Valproate in the treatment of acute mania. A placebo-controlled study

Abstract

We conducted a placebo-controlled, double-blind study of valproate, a drug originally developed as an antiepileptic, in 36 patients with acute manic episodes who had previously failed to respond to or to tolerate lithium carbonate. Treatment duration was 7 to 21 days, with no other psychotropic medications permitted except lorazepam up to 4 mg/d during the first 10 days of treatment. Serum valproate concentrations were measured three times weekly; an unblinded investigator then adjusted dosage to produce serum concentrations between 50 and 100 mg/L. Valproate proved superior to placebo in alleviating manic symptoms.

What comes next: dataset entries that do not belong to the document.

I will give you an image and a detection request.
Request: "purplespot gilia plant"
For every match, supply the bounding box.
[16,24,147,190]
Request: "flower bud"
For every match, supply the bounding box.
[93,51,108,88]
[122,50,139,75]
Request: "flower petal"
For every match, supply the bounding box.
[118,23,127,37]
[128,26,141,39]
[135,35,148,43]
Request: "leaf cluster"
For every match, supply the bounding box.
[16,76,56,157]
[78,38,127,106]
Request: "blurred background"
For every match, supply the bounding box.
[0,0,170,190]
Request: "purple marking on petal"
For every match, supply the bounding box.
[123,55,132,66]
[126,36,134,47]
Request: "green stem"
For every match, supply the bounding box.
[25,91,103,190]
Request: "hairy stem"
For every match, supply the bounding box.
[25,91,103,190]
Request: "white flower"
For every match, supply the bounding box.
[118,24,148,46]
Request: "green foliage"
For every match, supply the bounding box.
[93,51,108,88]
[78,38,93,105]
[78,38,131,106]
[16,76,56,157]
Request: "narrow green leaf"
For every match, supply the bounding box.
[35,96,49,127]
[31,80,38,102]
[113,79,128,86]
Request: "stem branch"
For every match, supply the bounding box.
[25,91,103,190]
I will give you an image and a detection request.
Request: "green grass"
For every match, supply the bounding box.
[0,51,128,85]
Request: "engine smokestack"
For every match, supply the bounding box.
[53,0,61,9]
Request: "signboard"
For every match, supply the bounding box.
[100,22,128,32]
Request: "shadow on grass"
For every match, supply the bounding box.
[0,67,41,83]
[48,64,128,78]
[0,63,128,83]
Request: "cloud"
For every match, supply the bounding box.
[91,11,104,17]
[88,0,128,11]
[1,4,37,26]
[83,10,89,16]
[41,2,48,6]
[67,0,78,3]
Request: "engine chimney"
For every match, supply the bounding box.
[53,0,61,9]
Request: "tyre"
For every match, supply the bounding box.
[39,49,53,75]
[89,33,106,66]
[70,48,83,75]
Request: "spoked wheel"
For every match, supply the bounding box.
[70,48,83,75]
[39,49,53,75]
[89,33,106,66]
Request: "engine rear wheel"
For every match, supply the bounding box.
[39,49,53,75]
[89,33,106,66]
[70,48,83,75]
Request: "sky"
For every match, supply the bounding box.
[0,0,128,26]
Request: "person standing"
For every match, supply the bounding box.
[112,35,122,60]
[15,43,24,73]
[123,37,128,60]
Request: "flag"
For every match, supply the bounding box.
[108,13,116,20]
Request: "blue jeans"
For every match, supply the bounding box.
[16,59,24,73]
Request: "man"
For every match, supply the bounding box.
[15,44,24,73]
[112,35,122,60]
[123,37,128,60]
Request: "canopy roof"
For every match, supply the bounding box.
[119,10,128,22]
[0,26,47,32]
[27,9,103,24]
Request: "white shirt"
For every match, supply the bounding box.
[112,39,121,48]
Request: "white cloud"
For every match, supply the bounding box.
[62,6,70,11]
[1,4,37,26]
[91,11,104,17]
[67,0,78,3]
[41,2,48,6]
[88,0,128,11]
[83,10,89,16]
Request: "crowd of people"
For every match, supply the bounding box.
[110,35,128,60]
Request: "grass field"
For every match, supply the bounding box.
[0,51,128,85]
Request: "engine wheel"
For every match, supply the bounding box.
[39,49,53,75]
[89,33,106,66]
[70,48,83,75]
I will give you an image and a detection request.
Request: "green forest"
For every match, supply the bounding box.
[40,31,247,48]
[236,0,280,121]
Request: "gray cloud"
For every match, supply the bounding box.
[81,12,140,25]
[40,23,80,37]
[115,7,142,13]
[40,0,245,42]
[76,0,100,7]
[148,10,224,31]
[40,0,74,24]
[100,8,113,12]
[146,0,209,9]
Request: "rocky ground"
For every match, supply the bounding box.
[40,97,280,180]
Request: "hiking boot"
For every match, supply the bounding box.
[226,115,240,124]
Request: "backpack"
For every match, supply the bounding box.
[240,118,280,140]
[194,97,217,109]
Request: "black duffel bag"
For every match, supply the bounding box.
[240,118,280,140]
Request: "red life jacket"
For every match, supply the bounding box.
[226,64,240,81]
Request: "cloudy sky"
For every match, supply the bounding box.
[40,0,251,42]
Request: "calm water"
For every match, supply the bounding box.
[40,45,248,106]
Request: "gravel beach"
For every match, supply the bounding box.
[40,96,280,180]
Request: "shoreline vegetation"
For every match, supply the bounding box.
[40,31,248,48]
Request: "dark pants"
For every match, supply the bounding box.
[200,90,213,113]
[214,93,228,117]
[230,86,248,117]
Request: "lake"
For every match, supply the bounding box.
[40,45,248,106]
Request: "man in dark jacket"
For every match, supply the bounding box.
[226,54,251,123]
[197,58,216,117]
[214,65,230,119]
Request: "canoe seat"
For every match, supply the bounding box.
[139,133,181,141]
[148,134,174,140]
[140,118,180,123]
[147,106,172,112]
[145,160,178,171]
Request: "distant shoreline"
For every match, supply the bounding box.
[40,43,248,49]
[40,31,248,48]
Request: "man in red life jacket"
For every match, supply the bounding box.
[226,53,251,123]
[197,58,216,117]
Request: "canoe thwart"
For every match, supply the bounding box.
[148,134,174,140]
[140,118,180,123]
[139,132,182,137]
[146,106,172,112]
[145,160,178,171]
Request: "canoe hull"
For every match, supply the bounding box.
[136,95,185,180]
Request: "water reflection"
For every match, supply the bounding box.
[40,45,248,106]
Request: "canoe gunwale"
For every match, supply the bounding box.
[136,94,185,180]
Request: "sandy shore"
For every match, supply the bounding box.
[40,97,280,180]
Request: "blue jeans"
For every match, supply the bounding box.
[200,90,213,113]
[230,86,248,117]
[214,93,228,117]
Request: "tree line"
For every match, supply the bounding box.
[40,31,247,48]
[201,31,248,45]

The 17 patients randomized to active drug demonstrated a median 54% decrease in scores on the Young Mania Rating Scale as compared with a median 5.0% decrease among the 19 patients receiving placebo. On the 100-point Global Assessment Scale of overall psychiatric functioning, patients receiving valproate improved by a median of 20 points as compared with a zero-point change with placebo. Significant differences also emerged on the Brief Psychiatric Rating Scale and in the number of supplemental doses of lorazepam required by the patients in each group. Substantial antimanic effects appeared within 1 to 4 days of achieving therapeutic serum valproate concentrations. Adverse effects were infrequent, with no adverse effect appearing significantly more frequently with valproate than with placebo. We conclude that valproate represents a useful new drug for the treatment of manic patients.